The system is trying to adapt the best it can. If you were to do a standard hip screen test (like we spoke about here)  you would probably see increased horizontal drift due to proprioceptive fatigue. Remember that proprioception (our bodies ability to sense its position in space) makes the world go round. Proprioception is dependent on an intact visual system (see our post yesterday) , an intact vestibular system and muscle and joint mechanoreceptors functioning appropriately). We would add here that central nervous system fatigue (ie central processing both at the cord and in the cortex) would probably play a role as well.

The take home message? The human machine is a neuro mechanical marvel and much more complex than having the right shoe or the right running technique. Training often makes us more competent and efficient, but everything has it limits.

The Gait Guys. Making it real with each and every post.

all material copyright 2013 The Gait Guys/ The Homunculus Group

J Biomech. 2011 Apr 7;44(6):1104-7. doi: 10.1016/j.jbiomech.2011.01.028. Epub 2011 Feb 20.

Changes in running mechanics and spring-mass behavior induced by a mountain ultra-marathon race.

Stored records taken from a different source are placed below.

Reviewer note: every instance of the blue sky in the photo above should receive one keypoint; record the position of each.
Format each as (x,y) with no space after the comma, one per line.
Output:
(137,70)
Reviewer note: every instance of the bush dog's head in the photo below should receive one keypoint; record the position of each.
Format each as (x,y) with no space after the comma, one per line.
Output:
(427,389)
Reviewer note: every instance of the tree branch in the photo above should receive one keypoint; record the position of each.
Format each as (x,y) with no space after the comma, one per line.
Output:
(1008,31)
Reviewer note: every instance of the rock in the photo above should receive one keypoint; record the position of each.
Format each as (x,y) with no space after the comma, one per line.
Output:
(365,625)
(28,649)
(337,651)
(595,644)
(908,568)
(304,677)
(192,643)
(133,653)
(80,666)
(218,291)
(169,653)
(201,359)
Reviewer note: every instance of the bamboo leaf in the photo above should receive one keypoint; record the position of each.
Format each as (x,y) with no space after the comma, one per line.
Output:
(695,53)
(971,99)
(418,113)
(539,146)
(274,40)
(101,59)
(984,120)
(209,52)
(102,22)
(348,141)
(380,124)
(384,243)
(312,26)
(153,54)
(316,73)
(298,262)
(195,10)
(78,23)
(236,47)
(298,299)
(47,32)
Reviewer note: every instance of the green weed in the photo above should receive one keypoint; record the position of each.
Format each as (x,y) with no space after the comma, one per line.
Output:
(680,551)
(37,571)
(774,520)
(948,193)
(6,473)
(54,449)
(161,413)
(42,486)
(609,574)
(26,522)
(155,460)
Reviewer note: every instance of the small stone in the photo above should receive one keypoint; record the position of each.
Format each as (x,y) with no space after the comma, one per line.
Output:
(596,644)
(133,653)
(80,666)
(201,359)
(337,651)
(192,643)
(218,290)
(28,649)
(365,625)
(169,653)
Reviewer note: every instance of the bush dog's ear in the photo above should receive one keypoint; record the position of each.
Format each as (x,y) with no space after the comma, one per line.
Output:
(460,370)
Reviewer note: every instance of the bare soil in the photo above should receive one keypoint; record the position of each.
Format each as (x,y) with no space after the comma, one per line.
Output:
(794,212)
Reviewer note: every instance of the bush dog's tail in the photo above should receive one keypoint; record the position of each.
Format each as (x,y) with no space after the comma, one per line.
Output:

Université de Lyon, F-42023 Saint-Etienne, France. jean.benoit.morin@univ-st-etienne.fr


Changes in running mechanics and spring-mass behavior due to fatigue induced by a mountain ultra-marathon race (MUM, 166km, total positive and negative elevation of 9500m) were studied in 18 ultra-marathon runners. Mechanical measurements were undertaken pre- and 3h post-MUM at 12km h(-1) on a 7m long pressure walkway: contact (t(c)), aerial (t(a)) times, step frequency (f), and running velocity (v) were sampled and averaged over 5-8 steps. From these variables, spring-mass parameters of peak vertical ground reaction force (F(max)), vertical downward displacement of the center of mass (Δz), leg length change (ΔL), vertical (k(vert)) and leg (k(leg)) stiffness were computed. After the MUM, there was a significant increase in f (5.9±5.5%; P<0.001) associated with reduced t(a) (-18.5±17.4%; P<0.001) with no change in t(c), and a significant decrease in both Δz and F(max) (-11.6±10.5 and -6.3±7.3%, respectively; P<0.001). k(vert) increased by 5.6±11.7% (P=0.053), and k(leg) remained unchanged. These results show that 3h post-MUM, subjects ran with a reduced vertical oscillation of their spring-mass system. This is consistent with (i) previous studies concerning muscular structure/function impairment in running and (ii) the hypothesis that these changes in the running pattern could be associated with lower overall impact (especially during the braking phase) supported by the locomotor system at each step, potentially leading to reduced pain during running.